As the Indian market has been witnessing continuous outflows of foreign investments, the rupee has hit its record lows multiple times in the past few months. The rupee’s fall, apart from FPI outflows, has been attributed to the rising dollar index and costlier crude oil. Experts said the rupee will face challenges in the coming few months and could possibly touch 80 levels against the US dollar in the medium term.
The rupee has been on a falling streak for the past few months. The rupee had stood at 73.78 to a dollar on January 12, 2022, and since then it has fallen more than Rs 5 within less than six months and touched its all-time low of 79.11 on Friday. However, the fall has not been continuous since January 12. First, it weakened between January 12 and March 8 to hit 77.13 and then started strengthening for a month till April 5 to touch 75.23 to a dollar. Since April 5, the rupee has seen a continuous fall and has touched all-time lows multiple times since then.
Anindya Banerjee, vice-president (currency and interest rate derivatives) of Kotak Securities, said, “Even though the Indian rupee is trading at an all-time low against the US dollar, when compared against a group of currencies, the rupee has been a slight outperformer. Aggressive intervention from RBI and interest rate hikes have helped the rupee.”
Why Has It Been Falling?
Outflows of foreign investments is a major reason for the rupee fall, which has been aggravated by global uncertainties arising out of a geopolitical crisis due to the Russia-Ukraine war and tight monetary policy by the US Federal Reserve. The fall is also attributed to surging crude oil prices and general dollar strength.
FPIs have been incessantly withdrawing money from the Indian equity market since October 2021. So far this year, the net outflow by foreign portfolio investors (FPIs) from equities has reached Rs 2.13 lakh crore. During this month till June 24, foreign investors withdrew a net amount of Rs 45,841 crore from equities.
Kotak’s Banerjee said, “Economic growth in India has been robust but global market turmoil and faster pace of Fed hikes have prevented big money from investing in India.”
Crude oil is also remaining above $100 per barrel. Brent crude futures settled at $111.63 a barrel on Friday, rising $2.60, or 2.4 per cent.
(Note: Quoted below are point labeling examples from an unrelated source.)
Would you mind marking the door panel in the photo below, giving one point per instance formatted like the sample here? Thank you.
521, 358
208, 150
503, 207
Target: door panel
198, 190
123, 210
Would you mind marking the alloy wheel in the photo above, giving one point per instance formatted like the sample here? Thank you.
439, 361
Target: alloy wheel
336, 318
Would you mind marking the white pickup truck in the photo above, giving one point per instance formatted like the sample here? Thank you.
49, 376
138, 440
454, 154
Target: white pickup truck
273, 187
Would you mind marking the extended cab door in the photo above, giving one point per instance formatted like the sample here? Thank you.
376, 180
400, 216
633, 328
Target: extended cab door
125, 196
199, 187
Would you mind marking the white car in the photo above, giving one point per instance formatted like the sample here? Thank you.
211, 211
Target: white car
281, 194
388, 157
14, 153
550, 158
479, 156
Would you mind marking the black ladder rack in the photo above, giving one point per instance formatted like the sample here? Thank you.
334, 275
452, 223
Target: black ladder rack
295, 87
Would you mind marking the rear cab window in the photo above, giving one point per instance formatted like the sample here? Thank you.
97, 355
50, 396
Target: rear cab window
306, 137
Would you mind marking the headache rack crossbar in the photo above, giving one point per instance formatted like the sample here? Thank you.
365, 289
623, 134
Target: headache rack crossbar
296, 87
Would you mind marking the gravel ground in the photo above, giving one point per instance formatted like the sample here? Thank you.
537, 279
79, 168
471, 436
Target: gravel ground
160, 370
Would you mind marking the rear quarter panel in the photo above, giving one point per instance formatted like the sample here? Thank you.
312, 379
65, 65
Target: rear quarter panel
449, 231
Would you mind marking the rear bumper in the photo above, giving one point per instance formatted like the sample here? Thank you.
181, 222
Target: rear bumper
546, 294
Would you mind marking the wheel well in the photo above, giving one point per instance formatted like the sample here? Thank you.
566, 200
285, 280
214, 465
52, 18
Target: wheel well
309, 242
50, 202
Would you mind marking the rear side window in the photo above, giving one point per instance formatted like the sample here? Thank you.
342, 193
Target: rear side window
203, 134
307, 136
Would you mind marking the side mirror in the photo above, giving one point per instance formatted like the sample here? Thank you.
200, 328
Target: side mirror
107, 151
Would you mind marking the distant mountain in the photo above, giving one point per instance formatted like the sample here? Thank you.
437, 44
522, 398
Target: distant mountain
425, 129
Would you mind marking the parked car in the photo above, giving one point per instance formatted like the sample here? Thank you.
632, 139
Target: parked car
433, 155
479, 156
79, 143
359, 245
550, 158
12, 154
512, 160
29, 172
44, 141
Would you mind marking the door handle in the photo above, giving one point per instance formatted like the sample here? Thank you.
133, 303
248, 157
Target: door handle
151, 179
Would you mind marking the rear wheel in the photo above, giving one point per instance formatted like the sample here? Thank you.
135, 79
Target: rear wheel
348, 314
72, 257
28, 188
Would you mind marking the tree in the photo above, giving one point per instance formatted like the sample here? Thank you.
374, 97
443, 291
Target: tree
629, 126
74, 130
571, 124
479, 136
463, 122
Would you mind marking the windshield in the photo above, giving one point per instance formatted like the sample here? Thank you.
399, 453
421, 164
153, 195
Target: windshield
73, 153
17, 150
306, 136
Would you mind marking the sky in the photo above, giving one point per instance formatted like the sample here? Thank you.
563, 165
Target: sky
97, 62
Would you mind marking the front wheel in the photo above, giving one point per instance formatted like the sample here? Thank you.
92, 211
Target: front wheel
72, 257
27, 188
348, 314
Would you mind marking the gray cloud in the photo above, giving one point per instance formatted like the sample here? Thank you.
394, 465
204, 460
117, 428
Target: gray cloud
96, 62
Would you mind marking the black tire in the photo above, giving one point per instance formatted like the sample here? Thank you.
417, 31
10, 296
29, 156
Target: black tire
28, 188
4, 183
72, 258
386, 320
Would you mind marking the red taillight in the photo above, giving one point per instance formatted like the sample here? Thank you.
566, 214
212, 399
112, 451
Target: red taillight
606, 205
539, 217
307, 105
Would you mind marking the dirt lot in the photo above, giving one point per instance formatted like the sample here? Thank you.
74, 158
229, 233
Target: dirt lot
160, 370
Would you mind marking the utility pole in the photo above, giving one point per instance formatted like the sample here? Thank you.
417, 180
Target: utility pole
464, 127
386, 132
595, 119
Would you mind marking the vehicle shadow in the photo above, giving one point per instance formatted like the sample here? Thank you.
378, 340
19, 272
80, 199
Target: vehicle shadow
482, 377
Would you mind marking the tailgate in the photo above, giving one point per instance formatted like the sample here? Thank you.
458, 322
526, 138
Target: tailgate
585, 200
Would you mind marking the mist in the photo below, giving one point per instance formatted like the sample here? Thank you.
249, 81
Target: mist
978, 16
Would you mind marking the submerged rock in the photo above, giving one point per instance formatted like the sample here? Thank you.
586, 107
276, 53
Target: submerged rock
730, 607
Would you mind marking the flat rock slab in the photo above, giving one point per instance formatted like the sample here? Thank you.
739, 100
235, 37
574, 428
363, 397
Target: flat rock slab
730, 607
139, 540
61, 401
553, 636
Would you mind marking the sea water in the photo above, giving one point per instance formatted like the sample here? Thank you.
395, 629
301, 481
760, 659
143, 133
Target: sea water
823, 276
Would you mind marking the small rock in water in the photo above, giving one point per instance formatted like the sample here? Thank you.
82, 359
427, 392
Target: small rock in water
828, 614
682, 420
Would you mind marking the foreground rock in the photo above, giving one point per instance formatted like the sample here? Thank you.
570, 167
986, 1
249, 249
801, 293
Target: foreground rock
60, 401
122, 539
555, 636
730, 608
West Texas Intermediate crude (WTI) settled at $108.43 a barrel, gaining $2.67, or 2.5 per cent.
The dollar index, which gauges the greenback’s strength against a basket of six currencies, also stands at a high level of 105.13.
Rahul Kalantri, vice-president (commodities) of Mehta Equities, “We expect the dollar index to remain firm and hold its support level of 103.55 on a closing basis.”
International high commodity prices due to supply disruptions due to the Russia-Ukraine war also took a toll on the rupee as costlier imports require more dollars, which strengthens the American currency and makes the Indian currency weaker in its comparison.
Asked about the impact of the rupee fall on Indians going abroad, Banerjee said that as long as the pace of depreciation in the rupee remains slow, Indian students going abroad for studies should not get impacted significantly.
Rupee May Touch 80 Levels In Few Months
Banerjee said that over the next 6-9 months, the rupee is expected to face challenges by way of slowing global economy, tightening liquidity of the US dollar and high oil prices. “But, we expect the RBI to keep the rupee stable. However, if the dollar continues to appreciate globally, dollar-rupee will also move higher, possibly towards 80 levels.”
Mehta Equities’ Kalantri said the hawkish stance of the global central banks continues to put pressure on the rupee.